On the dusty planes of Nepal under the shadow of Mount Everest small communities of farmers struggle to survive off the land. They live precarious lives with basic living conditions, little education, and minimal healthcare. In addition to these hardships, an illness of biblical shame stalks the weak and vulnerable. This is leprosy, a disease that remains a huge global health issue.
The bacillus, Mycobacterium leprae, causes leprosy. It multiplies slowly in the human host, often resulting in a prolonged incubation period of five years or more. The chronic granulating infection affects the skin, peripheral nerves and eyes.
Unlike polio, it causes both muscle paralysis and sensory loss. The combination of paralysis and insensate limbs means that recurrent trauma and infection lead to ulceration and erosion of hands and feet. Loss of sensation and paralysis of eyelids causes blindness. De-pigmented skin patches, deformed limbs and a collapsed nose and coarsened features leave onlookers in no doubt about the diagnosis.
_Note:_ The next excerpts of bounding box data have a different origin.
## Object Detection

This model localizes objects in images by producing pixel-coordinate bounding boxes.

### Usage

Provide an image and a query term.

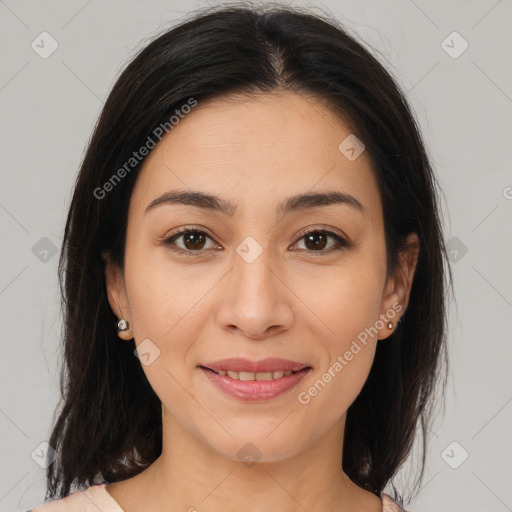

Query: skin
[105,93,418,512]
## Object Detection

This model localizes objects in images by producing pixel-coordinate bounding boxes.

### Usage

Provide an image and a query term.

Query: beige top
[28,483,407,512]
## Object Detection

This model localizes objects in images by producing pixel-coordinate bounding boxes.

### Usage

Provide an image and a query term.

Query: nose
[217,242,294,341]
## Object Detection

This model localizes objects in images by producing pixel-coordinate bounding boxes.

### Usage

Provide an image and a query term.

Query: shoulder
[380,492,407,512]
[28,484,123,512]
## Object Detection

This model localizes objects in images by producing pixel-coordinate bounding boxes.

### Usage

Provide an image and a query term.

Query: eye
[164,227,219,254]
[290,229,350,253]
[164,227,350,255]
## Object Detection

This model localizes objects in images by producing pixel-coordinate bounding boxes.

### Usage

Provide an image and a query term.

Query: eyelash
[163,227,351,256]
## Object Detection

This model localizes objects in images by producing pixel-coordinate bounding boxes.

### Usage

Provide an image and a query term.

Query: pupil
[306,233,327,249]
[184,233,204,249]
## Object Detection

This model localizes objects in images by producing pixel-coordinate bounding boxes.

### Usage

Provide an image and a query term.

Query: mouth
[200,366,311,381]
[198,359,312,401]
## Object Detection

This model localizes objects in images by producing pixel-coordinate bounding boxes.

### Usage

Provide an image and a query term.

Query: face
[106,93,415,462]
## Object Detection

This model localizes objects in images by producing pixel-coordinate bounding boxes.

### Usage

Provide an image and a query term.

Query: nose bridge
[233,236,275,302]
[218,236,292,338]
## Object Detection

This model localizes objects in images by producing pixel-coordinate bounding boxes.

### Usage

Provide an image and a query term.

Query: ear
[101,251,133,340]
[378,233,420,340]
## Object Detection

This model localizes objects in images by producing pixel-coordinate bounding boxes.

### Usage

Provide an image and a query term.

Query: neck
[125,410,381,512]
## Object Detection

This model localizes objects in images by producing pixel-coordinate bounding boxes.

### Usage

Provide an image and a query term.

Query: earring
[117,318,130,334]
[117,318,133,341]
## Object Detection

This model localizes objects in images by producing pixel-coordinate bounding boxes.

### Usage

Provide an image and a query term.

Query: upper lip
[201,357,309,373]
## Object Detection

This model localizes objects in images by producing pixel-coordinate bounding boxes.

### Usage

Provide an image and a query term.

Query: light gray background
[0,0,512,512]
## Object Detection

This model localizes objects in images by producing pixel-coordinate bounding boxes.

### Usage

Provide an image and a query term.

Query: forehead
[131,93,380,222]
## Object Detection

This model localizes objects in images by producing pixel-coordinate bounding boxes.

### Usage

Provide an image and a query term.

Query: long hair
[47,2,451,503]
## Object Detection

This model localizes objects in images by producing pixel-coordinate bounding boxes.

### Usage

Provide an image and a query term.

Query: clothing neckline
[95,482,405,512]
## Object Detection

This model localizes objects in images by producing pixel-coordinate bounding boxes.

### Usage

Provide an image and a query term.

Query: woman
[30,3,449,512]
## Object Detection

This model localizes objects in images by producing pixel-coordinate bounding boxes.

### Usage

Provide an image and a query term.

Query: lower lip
[199,367,311,401]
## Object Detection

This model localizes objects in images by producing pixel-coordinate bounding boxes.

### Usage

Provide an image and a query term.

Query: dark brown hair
[47,2,451,503]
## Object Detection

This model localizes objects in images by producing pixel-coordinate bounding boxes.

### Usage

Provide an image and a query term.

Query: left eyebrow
[145,190,366,217]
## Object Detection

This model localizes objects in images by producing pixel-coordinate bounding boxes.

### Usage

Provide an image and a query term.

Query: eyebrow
[144,190,366,217]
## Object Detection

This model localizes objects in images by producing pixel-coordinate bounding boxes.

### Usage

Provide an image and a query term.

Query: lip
[199,365,311,402]
[201,357,309,373]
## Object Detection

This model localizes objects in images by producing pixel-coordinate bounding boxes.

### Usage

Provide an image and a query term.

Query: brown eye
[294,229,349,252]
[164,229,217,253]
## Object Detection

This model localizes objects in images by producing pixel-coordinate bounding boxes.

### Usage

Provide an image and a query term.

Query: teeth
[215,370,293,380]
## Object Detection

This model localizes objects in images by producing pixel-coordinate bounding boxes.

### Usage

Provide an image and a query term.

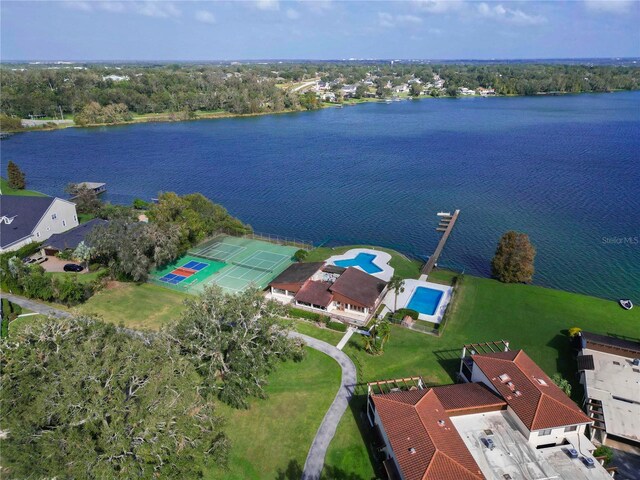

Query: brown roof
[295,280,333,307]
[580,331,640,357]
[471,350,591,430]
[432,383,507,415]
[269,262,324,285]
[371,389,485,480]
[331,267,387,308]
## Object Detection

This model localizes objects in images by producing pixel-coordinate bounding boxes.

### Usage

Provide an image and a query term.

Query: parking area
[26,254,87,275]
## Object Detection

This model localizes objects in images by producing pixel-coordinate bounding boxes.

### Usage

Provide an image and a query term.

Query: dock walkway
[420,210,460,278]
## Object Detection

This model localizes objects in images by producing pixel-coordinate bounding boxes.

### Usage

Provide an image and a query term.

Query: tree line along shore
[0,62,640,131]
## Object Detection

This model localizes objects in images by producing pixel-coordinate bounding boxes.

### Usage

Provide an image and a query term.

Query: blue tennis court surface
[182,260,207,271]
[160,273,187,285]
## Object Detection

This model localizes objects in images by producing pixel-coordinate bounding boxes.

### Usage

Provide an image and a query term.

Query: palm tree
[389,275,404,312]
[376,320,391,353]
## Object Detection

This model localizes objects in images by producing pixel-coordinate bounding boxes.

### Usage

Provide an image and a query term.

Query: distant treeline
[0,63,640,119]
Along with their functional consequences, these stigmata of disease cause considerable distress and prejudice. Families can go to great lengths to hide afflicted relatives from public view.
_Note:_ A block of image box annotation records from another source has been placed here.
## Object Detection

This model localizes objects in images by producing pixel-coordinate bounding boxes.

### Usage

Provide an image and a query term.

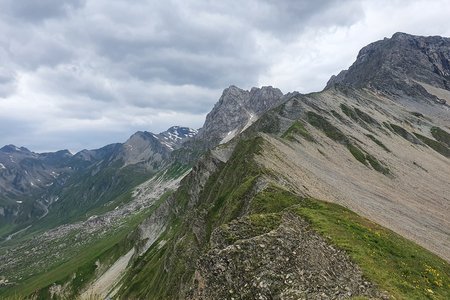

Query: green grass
[0,202,159,299]
[388,123,418,144]
[281,121,314,142]
[330,110,344,122]
[430,126,450,147]
[307,110,389,175]
[366,134,391,152]
[295,199,450,299]
[355,107,378,124]
[307,111,348,144]
[116,137,450,299]
[366,154,390,175]
[340,103,358,121]
[347,143,367,165]
[250,186,300,214]
[410,111,424,118]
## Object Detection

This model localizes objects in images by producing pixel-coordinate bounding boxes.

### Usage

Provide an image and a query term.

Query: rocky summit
[0,33,450,300]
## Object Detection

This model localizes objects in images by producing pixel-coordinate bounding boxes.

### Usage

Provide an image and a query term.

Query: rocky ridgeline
[326,33,450,104]
[190,213,387,299]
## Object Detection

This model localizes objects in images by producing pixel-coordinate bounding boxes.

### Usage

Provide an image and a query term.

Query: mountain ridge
[0,34,450,299]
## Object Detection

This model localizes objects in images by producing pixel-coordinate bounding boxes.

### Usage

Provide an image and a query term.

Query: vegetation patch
[355,107,378,124]
[295,199,450,299]
[281,121,314,142]
[390,123,419,144]
[410,111,424,118]
[340,103,358,121]
[347,144,367,165]
[331,110,344,122]
[347,143,390,175]
[307,111,349,144]
[366,134,391,152]
[414,132,450,157]
[250,186,301,214]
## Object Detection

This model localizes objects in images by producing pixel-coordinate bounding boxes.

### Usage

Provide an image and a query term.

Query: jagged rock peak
[198,85,283,147]
[326,32,450,100]
[0,144,30,153]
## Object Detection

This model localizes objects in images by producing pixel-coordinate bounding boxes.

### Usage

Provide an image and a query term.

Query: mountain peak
[0,144,30,153]
[326,32,450,103]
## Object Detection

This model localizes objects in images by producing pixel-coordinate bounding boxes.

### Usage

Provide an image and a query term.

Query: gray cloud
[0,0,450,150]
[0,0,84,22]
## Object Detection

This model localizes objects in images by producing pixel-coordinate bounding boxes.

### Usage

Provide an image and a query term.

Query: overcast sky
[0,0,450,152]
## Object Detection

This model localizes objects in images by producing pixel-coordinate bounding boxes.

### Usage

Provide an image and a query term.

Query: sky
[0,0,450,152]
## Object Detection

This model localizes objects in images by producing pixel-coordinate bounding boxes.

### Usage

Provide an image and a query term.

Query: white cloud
[0,0,450,151]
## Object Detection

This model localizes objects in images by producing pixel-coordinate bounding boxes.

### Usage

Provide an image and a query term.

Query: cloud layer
[0,0,450,151]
Leprosy is easily treatable
The treatment for leprosy has been freely available from the WHO for many years. Multidrug therapy renders a patient no longer infective within a month and continues for 6 to 12 months for full treatment. However, established sensory loss and paralysis cannot be reversed.
It is for these problems that physical therapy and surgery can help to restore form and function. For example, this might enable a farmer with a paralyzed hand to return to work or correct a child’s claw hand so that she can feed herself and marry in the future.